Die Delegation der Republik Bulgarien wurde von der Präsidentin des Parlaments, Tsetska Tsacheva, geleitet. In seiner Ansprache an die Obrigkeiten und Vertreter der orthodoxen Kirche des Landes unterstrich Benedikt XVI. erneut die geistliche und kulturelle Bedeutung der heiligen Patrone des alten Kontinents, „Pioniere der Evangelisierung Europas“, deren Gestalten sowohl im Westen wie im Osten verehrt würden. Dank ihrer Verkündigung hätten sie eine breite geistliche Erneuerung begünstigt und als „lebendige Evangelien“ die Grundlagen für eine echte Förderung der Freiheit und der Einheit des christlichen Europas geschaffen.

Den Völkern Europas, für die sich in diesen Jahren neue Perspektiven der Kooperation erschließen würden, würden die heiligen Cyrill und Methodius in Erinnerung rufen, „dass ihre Einheit fester sein wird, wenn sie auf den gemeinsamen christlichen Wurzeln gründet“. In der komplexen Geschichte Europas bilde das Christentum ein zentrales und qualifizierendes Element: „Der christliche Glaube hat die Kultur des Alten Kontinents geformt“, so Benedikt XVI., „und sich unauflöslich mit seiner Geschichte verwoben, bis zu dem Punkt, dass diese nicht verstehbar wäre, ohne auf die Umstände Bezug zu nehmen, die zuerst die große Zeit der Evangelisierung und dann die langen Jahrhunderte ausgezeichnet haben, in denen das Christentum eine immer bedeutendere Rolle übernommen hat“.

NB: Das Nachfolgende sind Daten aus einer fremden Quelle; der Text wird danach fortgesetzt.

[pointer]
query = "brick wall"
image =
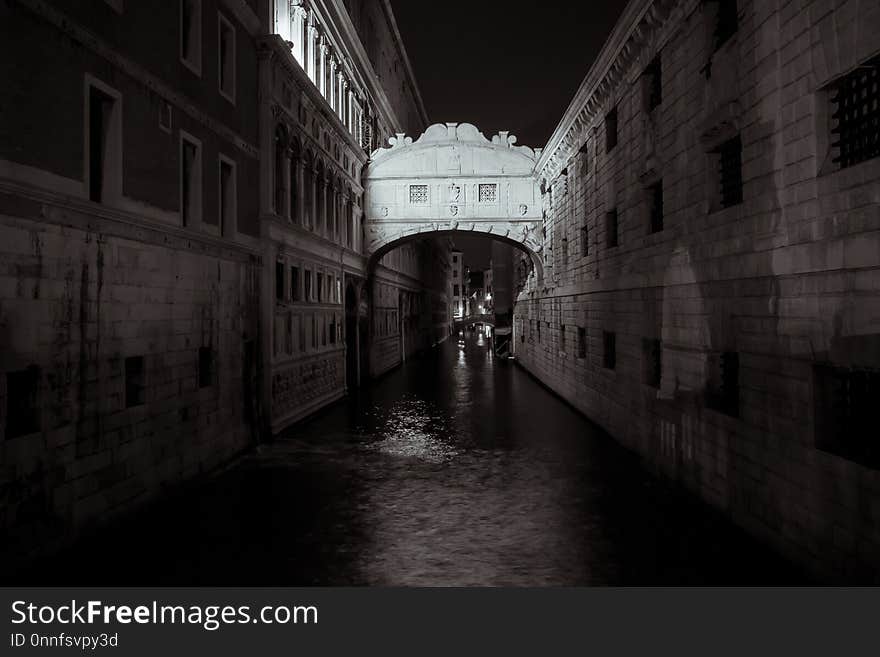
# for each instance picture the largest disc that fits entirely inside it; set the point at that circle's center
(786, 280)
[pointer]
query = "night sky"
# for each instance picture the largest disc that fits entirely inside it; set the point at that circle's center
(503, 64)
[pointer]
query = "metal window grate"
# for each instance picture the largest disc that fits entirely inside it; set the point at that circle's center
(655, 88)
(418, 194)
(856, 115)
(730, 169)
(655, 193)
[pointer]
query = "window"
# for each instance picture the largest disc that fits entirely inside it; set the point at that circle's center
(294, 284)
(653, 86)
(104, 144)
(227, 194)
(190, 179)
(418, 194)
(730, 172)
(279, 281)
(610, 130)
(611, 228)
(488, 193)
(726, 21)
(22, 402)
(855, 100)
(652, 358)
(655, 201)
(134, 381)
(722, 390)
(609, 353)
(191, 35)
(206, 367)
(226, 58)
(846, 402)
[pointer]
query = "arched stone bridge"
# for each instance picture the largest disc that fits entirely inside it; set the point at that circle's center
(453, 179)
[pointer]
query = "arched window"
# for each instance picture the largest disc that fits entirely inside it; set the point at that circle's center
(295, 166)
(280, 158)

Aus diesem Grund sei es wichtig, dass Europa auch in der geistlichen Dimension wachse. Die Einheit des Kontinents repräsentiere eine Perspektive großer Hoffnung, so der Papst: „Die Europäer sind dazu aufgerufen, sich dafür einzusetzen, die Bedingungen eine tiefen Kohäsion und einer effektiven Zusammenarbeit unter den Völkern zu schaffen“.

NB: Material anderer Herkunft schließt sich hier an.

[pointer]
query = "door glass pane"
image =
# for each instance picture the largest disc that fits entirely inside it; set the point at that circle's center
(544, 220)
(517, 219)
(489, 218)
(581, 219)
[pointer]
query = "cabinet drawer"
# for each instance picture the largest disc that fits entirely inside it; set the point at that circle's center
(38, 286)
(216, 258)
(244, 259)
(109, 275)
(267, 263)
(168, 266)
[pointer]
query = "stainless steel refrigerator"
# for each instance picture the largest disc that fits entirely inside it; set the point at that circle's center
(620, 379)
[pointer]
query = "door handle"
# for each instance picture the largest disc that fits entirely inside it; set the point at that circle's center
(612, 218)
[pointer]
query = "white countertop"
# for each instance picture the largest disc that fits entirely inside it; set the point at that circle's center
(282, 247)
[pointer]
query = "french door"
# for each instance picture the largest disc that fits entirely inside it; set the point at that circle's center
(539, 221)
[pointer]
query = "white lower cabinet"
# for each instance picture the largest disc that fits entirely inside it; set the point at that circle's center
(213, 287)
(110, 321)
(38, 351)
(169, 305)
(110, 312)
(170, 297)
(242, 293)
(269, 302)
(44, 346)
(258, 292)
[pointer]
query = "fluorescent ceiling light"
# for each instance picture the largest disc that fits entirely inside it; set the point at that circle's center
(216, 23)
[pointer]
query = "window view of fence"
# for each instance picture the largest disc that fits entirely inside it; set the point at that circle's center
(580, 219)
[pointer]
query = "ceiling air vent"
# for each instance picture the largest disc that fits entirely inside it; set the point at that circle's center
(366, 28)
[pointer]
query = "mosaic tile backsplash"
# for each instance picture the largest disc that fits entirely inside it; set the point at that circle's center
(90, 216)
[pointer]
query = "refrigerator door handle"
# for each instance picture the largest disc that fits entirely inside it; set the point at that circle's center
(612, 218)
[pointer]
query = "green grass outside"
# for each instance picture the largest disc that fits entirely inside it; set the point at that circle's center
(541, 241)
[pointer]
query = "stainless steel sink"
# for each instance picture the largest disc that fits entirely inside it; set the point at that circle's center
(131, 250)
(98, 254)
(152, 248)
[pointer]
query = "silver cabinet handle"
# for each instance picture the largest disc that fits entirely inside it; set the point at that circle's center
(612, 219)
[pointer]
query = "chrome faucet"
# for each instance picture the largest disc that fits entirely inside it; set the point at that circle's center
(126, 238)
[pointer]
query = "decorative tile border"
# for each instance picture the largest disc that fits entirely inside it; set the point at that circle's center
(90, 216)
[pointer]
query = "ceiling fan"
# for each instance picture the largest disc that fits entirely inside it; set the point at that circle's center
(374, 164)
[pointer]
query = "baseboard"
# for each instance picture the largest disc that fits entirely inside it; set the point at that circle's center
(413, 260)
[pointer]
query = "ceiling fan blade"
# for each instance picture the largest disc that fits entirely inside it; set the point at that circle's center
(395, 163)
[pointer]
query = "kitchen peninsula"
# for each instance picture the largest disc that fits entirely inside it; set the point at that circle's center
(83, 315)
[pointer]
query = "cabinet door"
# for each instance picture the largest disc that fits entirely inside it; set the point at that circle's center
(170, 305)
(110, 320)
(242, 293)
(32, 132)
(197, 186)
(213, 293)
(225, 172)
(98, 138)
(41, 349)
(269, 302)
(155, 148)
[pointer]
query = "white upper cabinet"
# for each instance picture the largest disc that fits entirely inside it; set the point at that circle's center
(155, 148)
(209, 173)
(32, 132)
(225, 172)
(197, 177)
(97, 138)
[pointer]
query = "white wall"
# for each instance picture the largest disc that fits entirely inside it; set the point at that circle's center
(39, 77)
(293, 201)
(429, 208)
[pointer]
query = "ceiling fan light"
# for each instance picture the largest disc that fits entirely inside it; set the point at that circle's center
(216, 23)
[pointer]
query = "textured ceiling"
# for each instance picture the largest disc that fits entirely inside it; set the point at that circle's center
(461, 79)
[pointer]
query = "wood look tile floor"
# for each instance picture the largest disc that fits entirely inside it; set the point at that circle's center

Um das neue Europa auf festen Fundamenten zu errichten, „reicht es nicht, sich allein auf wirtschaftliche Interessen zu berufen. Es ist vielmehr notwendig, die echten Werte hervorzuheben, deren Grund im universalen Sittengesetz liegt, das im Herzen eines jedem Menschen eingeschrieben ist“.